1. Sprint foundering on weak earnings and high churn.
The carrier is squeezed between an aggressive cost cutter (T-Mobile) and mature players (AT&T, Verizon) that are not ceding ground. While Sprint’s most recent earnings report beat analyst estimates, its stock is down 43 percent year-over-year, and it posted an operating loss.  Meanwhile, the carrier, as expected, bowed out of the recent spectrum auction to conserve cash. Is there room in the market long-term for four carriers — especially if Google decides to go big in the wireless phone business?

2. Speaking of Google, things are getting real on Chromebooks.

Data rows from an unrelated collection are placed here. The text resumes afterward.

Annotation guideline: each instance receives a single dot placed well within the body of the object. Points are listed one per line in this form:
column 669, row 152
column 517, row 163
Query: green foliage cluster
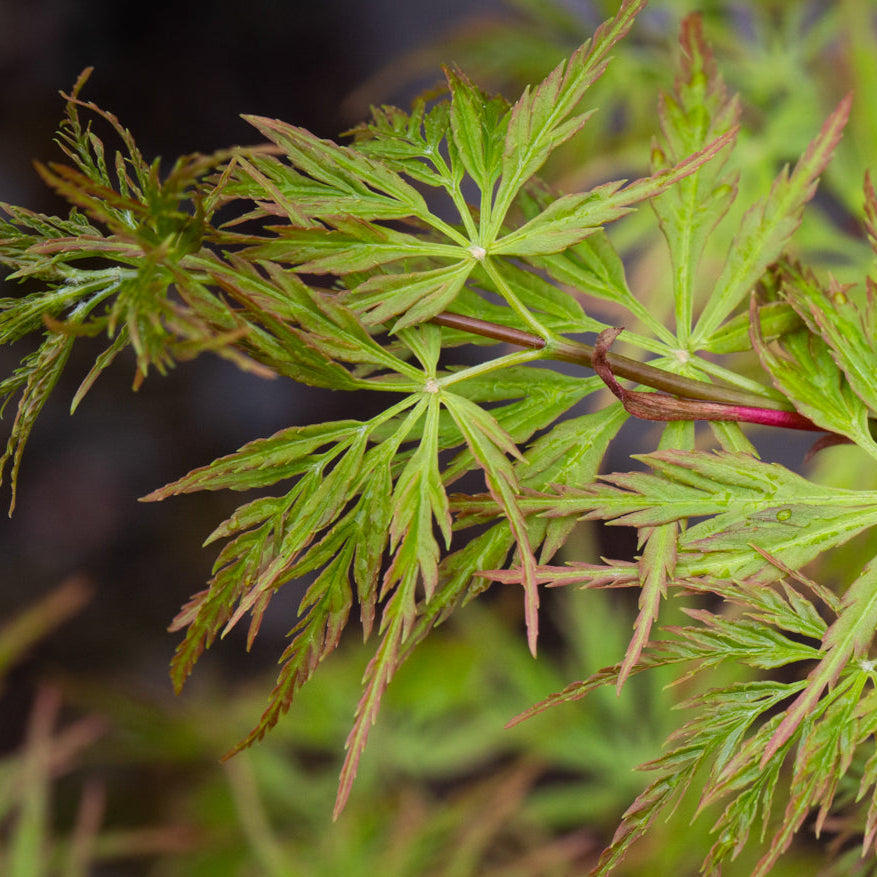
column 366, row 266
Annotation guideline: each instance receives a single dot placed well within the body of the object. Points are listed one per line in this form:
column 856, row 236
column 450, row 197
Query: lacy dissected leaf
column 489, row 444
column 35, row 378
column 697, row 113
column 749, row 507
column 845, row 326
column 768, row 226
column 802, row 366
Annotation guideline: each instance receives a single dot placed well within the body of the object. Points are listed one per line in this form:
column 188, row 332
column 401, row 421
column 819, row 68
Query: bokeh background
column 178, row 74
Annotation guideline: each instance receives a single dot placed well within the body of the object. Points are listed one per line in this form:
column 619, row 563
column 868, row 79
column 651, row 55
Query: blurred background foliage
column 104, row 772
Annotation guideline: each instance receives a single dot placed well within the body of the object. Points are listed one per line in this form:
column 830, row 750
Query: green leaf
column 696, row 114
column 745, row 503
column 490, row 444
column 36, row 377
column 768, row 226
column 802, row 367
column 347, row 181
column 846, row 328
column 847, row 640
column 478, row 124
column 539, row 121
column 571, row 218
column 412, row 297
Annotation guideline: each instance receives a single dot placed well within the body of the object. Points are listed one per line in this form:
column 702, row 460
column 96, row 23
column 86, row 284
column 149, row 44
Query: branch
column 750, row 405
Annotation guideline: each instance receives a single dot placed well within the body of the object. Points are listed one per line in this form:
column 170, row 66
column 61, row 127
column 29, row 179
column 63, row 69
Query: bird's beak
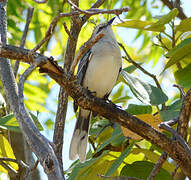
column 110, row 21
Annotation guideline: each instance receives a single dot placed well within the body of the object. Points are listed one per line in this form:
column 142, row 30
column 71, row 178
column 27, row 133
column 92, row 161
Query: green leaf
column 178, row 53
column 150, row 26
column 119, row 160
column 185, row 25
column 182, row 76
column 2, row 101
column 91, row 168
column 145, row 92
column 172, row 112
column 142, row 170
column 117, row 133
column 164, row 20
column 153, row 156
column 135, row 109
column 9, row 121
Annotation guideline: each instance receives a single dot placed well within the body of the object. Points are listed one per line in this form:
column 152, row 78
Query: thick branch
column 39, row 144
column 108, row 110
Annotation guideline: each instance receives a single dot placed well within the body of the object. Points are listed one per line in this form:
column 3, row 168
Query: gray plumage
column 98, row 71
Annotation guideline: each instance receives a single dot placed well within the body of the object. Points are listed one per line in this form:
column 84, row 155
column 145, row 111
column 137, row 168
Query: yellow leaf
column 154, row 121
column 6, row 151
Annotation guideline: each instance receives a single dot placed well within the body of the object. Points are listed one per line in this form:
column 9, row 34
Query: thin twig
column 19, row 162
column 172, row 122
column 74, row 13
column 182, row 93
column 158, row 166
column 67, row 30
column 23, row 39
column 184, row 116
column 118, row 178
column 166, row 127
column 174, row 172
column 11, row 171
column 170, row 5
column 87, row 45
column 94, row 11
column 31, row 169
column 41, row 2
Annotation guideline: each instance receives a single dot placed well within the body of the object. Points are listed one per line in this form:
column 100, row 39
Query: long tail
column 80, row 136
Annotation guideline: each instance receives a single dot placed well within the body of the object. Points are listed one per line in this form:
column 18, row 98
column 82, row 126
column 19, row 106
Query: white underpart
column 78, row 144
column 103, row 69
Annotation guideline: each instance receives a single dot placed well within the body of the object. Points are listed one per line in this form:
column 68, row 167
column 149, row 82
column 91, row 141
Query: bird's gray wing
column 82, row 67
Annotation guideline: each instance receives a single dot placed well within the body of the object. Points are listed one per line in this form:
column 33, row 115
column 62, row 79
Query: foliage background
column 42, row 93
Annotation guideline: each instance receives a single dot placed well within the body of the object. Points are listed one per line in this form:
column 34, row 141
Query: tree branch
column 184, row 116
column 108, row 110
column 158, row 166
column 38, row 143
column 87, row 45
column 23, row 39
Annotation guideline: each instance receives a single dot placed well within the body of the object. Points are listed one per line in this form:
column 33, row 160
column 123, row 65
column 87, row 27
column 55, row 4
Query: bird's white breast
column 103, row 68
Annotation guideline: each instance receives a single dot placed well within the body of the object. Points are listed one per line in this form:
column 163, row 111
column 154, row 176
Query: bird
column 98, row 71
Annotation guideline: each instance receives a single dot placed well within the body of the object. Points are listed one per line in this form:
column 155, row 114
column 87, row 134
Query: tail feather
column 80, row 136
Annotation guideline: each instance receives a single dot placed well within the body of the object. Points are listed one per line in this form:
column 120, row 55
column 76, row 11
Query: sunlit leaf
column 185, row 25
column 182, row 76
column 92, row 168
column 172, row 112
column 117, row 133
column 135, row 109
column 154, row 121
column 139, row 24
column 164, row 19
column 153, row 157
column 145, row 92
column 178, row 53
column 136, row 170
column 150, row 26
column 119, row 160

Chromebooks as a PC replacement have made strides in the education market but have yet to really take off in the enterprise. No doubt looking to change that, Google this week released six native Android apps to run in Chrome, reports GigaOm, including a slideshare app. They complement the Google Apps for Work suite. IDC predicts sales of Chromebooks will top 9million in 2015 compared to 2.6 million in 2013. If you have not been recommending these devices, like the ruggedized new Acer models, for PC (and heck, tablet) replacements, take a look.

3. The Anthem breach isn’t the half of it. Literally.

As security vendor IT Governance noted in a blog post this week, there have been five major breaches of health-care data already this year. And these are just the ones we know about. One factor at the root of the problem: an ongoing shortage of security expertise. Companies can’t find InfoSec pros, and if they do, they can’t afford them. MSSPs and other solutions providers with strong security chops should be leading with that.

4. How well do you get along with customer CIOs?

Deloitte this week dropped the 2015 version of its popular annual Tech Trends report. The consultancy says that to stay relevant, a typical CIO must work like a venture capitalist, provide visibility into the IT “balance sheet,” and organize assets to address business priorities. Sounds like a big dose of transparency and an effort to stop business units from making tech buys behind IT’s back. If you’ve been riding the “shadow IT” gravy train, Deloitte suggests you watch for a derailment in 2015.

5. Twitter is not dead. Do you have a social strategy?

I know, social takes a lot of time, and at best Twitter is a time suck. At worst it’s like a fire hose of information that drowns your day. But those wishing the social network would get its wings clipped are out of luck. While user growth and engagement are flat, earnings are up and the network signed a deal with that will pull Tweets into Google search results sometime later this year. Solutions providers that ignore social marketing in 2015 may regret that decision.